Konusuna değinmeye gerek görmüyorum. Herkesin okumuş olduğunu düşünüyorum. İlkokulda okumayanlara ortaokulda zorla okutuyorlardı zaten. Bunların hepsinden kaçıp kurtulanlar şimdi utansın kendinden.

"Büyük bir hastalık geçirmeyenler, her şeyi anladıklarını iddia edemezler."

"Kendimi, kitapların kahramanlarından daha mühim bulduğum için, okumaktan sıkılıyorum. Istırabımın hodgamlığı mani oluyor."
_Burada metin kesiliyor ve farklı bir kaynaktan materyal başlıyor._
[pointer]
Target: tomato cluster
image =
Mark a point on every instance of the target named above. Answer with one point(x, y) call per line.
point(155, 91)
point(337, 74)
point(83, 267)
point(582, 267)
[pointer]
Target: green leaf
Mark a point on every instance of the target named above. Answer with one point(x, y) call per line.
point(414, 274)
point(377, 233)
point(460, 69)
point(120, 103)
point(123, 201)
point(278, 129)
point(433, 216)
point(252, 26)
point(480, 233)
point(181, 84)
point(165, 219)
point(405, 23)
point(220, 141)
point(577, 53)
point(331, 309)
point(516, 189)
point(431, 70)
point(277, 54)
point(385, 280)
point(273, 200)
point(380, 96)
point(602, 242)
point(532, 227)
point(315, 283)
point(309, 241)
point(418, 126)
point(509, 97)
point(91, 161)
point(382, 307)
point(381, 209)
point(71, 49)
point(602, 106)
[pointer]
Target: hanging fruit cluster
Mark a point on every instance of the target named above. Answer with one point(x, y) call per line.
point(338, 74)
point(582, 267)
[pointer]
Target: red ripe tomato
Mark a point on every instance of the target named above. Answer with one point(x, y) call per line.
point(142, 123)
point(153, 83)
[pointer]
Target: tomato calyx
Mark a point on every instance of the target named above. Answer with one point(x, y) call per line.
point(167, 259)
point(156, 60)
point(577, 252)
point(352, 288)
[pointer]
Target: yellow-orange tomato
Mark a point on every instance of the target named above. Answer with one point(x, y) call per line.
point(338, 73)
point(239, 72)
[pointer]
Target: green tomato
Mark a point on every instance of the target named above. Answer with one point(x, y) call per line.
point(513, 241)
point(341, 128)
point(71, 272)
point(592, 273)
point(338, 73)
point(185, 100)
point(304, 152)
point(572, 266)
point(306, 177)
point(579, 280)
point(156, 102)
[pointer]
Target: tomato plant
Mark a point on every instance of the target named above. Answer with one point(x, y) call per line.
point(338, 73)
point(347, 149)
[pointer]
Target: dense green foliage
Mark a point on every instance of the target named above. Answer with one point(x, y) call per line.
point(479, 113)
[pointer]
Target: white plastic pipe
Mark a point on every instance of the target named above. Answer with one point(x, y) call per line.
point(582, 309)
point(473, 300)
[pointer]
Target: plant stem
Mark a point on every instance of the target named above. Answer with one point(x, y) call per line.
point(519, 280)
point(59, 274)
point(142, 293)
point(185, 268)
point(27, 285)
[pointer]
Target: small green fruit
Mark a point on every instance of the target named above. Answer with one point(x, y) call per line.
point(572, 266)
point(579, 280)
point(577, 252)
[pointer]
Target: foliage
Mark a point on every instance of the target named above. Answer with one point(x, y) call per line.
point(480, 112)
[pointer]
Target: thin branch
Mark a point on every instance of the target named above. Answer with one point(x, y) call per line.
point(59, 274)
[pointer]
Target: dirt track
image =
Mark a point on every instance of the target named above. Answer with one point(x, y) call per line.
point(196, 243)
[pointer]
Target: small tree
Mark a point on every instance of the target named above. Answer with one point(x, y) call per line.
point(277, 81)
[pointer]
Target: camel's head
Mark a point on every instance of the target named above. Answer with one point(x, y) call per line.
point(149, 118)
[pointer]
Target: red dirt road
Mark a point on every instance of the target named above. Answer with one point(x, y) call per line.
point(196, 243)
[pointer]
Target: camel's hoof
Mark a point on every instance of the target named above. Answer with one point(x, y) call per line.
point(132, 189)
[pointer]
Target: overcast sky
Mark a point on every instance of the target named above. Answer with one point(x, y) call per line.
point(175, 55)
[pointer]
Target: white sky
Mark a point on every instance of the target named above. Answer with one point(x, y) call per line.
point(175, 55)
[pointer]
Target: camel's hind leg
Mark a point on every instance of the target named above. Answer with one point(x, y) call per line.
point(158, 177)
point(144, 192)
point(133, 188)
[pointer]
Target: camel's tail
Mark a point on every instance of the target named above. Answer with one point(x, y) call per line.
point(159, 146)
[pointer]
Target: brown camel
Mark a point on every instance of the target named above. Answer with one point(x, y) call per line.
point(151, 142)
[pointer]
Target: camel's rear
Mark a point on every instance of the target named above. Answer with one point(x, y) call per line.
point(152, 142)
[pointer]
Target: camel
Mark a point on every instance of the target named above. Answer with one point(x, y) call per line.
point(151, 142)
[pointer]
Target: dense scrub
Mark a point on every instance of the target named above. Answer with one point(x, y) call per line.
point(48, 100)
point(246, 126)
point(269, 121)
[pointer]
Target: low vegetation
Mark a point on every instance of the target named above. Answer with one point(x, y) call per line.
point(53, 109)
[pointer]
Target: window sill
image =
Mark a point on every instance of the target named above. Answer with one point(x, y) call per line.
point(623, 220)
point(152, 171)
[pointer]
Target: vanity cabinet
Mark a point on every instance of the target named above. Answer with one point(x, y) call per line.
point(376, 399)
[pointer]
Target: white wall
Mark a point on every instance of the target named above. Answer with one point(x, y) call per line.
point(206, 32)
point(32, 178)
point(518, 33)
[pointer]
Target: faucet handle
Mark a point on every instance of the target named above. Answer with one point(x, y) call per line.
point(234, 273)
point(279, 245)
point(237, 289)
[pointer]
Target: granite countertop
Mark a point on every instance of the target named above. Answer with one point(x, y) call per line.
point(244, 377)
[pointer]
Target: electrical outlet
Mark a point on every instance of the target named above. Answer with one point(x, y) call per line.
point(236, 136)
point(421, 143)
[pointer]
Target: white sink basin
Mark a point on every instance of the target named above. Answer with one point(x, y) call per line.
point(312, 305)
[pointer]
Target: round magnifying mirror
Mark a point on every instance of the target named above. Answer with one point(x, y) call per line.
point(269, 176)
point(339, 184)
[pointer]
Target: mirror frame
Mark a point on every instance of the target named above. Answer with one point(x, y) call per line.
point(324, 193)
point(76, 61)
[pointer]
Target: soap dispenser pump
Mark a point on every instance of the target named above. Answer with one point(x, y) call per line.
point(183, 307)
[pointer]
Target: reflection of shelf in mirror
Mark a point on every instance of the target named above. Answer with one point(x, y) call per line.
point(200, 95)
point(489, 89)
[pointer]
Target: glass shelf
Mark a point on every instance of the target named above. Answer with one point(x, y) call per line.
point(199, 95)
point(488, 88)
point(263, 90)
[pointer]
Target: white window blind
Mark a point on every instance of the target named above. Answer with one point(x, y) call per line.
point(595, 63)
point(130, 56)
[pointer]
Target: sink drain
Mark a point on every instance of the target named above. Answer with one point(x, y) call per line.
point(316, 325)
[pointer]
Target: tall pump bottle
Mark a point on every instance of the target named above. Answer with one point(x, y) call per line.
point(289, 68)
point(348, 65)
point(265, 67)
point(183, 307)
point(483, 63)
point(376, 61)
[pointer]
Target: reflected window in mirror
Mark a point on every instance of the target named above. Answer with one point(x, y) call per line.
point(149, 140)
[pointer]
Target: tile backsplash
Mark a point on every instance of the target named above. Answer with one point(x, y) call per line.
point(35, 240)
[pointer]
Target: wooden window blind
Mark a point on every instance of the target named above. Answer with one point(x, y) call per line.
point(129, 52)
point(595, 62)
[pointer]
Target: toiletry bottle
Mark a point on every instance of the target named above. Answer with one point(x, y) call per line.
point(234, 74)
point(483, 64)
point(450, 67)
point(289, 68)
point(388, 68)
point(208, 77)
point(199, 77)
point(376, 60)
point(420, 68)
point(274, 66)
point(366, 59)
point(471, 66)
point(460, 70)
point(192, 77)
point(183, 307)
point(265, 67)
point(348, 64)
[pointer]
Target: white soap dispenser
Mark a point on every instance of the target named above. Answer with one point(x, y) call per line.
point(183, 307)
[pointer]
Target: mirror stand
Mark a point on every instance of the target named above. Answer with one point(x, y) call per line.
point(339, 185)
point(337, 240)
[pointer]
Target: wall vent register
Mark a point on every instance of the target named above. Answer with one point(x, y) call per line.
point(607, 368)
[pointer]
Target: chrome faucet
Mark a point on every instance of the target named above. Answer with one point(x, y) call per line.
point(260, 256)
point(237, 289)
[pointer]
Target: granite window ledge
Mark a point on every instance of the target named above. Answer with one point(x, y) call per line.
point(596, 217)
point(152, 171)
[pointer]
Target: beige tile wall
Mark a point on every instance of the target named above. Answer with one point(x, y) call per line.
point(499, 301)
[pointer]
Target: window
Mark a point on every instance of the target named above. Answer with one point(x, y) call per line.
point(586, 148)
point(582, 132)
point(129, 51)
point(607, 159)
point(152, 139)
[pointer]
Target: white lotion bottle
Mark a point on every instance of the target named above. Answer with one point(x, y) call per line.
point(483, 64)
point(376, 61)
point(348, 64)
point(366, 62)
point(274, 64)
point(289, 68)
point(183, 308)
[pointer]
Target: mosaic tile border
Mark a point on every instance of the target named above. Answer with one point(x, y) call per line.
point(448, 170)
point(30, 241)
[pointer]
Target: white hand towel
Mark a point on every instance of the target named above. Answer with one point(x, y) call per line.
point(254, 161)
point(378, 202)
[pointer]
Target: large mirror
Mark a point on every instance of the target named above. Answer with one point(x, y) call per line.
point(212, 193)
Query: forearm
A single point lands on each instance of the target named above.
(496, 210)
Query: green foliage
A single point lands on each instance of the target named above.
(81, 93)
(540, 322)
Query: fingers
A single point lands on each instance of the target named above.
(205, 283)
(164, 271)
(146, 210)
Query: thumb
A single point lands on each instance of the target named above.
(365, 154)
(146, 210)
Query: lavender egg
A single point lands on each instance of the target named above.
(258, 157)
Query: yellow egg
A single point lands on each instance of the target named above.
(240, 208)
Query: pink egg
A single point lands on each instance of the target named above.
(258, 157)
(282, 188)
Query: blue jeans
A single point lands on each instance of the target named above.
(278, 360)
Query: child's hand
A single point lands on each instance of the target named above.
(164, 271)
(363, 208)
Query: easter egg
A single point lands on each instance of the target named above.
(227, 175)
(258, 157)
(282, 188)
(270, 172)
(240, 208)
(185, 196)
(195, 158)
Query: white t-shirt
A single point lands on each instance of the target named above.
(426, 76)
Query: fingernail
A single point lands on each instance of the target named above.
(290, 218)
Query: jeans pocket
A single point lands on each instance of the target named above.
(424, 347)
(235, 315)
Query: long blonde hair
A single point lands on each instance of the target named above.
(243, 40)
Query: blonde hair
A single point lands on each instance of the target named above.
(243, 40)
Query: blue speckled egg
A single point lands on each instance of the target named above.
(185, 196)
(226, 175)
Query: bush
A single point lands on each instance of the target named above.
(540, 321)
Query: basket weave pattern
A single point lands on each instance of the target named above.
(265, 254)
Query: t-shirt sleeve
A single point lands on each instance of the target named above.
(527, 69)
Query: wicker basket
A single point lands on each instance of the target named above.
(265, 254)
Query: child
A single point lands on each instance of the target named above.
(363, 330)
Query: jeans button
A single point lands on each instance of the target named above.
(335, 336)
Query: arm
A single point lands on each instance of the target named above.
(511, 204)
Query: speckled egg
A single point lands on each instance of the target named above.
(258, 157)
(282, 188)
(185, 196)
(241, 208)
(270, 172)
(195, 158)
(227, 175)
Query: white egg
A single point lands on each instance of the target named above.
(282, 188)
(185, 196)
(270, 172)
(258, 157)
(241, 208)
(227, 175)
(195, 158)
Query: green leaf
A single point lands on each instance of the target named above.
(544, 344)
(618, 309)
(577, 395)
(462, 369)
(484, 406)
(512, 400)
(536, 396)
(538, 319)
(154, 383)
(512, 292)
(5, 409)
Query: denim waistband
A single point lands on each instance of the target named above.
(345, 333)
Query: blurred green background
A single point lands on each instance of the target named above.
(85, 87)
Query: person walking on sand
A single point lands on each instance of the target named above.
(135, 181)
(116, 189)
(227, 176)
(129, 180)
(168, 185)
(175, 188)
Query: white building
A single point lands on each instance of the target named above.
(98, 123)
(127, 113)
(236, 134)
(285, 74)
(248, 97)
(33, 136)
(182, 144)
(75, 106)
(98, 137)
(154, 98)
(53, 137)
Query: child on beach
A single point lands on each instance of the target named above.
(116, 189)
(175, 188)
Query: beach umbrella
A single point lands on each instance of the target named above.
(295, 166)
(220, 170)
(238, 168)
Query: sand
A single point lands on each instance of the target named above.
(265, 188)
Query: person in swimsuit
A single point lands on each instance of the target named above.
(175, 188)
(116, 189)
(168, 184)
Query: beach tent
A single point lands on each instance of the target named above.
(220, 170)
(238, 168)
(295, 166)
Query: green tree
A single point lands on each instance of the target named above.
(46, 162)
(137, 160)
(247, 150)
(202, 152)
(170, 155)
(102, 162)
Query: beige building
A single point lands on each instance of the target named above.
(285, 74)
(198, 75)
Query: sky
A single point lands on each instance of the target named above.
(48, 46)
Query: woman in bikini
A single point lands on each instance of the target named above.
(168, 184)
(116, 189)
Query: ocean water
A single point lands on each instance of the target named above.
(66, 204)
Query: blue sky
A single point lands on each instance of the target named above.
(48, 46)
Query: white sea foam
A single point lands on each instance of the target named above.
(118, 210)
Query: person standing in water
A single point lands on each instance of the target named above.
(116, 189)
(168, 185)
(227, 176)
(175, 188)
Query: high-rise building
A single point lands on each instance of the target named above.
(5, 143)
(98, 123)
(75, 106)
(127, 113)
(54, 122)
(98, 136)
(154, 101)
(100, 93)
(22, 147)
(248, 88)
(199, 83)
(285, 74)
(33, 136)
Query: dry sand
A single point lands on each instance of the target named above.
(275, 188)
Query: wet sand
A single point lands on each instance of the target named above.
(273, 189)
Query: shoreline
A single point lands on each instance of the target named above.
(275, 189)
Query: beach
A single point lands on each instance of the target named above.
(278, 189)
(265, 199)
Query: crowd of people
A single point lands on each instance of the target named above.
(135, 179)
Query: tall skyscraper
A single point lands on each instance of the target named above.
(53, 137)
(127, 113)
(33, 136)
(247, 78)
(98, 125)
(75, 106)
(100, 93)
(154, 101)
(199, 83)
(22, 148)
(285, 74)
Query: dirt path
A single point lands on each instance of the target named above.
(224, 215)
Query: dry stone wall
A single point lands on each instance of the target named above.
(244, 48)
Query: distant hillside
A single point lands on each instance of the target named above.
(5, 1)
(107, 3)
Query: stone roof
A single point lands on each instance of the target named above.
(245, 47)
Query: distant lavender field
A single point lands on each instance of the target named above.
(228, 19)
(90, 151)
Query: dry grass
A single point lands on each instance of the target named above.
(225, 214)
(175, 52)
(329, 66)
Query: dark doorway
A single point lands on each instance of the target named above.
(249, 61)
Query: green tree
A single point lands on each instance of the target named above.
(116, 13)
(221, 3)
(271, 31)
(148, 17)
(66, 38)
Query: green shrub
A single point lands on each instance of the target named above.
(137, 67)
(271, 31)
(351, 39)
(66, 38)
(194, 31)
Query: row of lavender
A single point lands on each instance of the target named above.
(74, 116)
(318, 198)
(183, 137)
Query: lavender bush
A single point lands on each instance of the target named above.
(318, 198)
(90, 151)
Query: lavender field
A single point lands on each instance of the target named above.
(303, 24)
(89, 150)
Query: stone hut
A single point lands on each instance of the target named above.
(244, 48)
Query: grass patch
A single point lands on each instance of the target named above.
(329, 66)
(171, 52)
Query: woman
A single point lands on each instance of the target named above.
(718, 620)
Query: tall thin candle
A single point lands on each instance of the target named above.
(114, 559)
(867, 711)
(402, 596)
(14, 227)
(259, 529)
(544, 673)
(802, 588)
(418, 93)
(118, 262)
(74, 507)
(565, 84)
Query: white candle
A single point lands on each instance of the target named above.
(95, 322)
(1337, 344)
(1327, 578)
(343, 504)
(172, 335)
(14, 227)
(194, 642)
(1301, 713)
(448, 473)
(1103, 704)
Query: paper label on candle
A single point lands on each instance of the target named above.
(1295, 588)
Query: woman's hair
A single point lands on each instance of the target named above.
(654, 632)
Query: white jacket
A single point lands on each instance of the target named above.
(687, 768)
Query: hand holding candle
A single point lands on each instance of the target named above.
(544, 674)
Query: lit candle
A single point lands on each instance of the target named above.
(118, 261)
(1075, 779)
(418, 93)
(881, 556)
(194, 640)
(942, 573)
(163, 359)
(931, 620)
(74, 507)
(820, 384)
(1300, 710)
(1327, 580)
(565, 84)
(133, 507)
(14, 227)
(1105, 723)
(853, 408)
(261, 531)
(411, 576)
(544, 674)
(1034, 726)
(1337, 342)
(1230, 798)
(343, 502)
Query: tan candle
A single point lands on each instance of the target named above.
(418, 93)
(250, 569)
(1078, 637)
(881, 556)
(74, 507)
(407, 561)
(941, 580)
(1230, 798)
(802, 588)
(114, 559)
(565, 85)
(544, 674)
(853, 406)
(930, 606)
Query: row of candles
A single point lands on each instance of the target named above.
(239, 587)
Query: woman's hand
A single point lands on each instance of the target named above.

"Hep gittiler. Yapayalnız. Çıt yok. Odaya şimdiye kadar hiç tanımadığım yabancı bir akşam giriyor. Gittikçe artan karanlık, iki parça eşyayı da benden uzaklaştırıyor ve beni daha yalnız bırakıyor. Odadan gündüz ışığıyla birlikte bana ait her şey çekiliyor: Evime ait hatıralar, kalabalıklar, sevdiklerimin sesleri, bir çok şekiller, hayatımın parçaları, Erenköy, köşk, tren, vapur, fakülte, doktorlar, hastabakıcılar, hayatın gürültüleri, şehir, gündüzün sesleri, her şey uzaklaşıyor. İçimde bir boşluk. Garip ve büyük bir his, derinliklerime doğru kaçıyor, gizleniyor. Ruhum karaltılarla, sessiz ve şekilsiz gölgelerle, eşya arkasına saklanan hayaletler gibi kendilerini göstermeden korkutan meçhul varlıklarla dolu."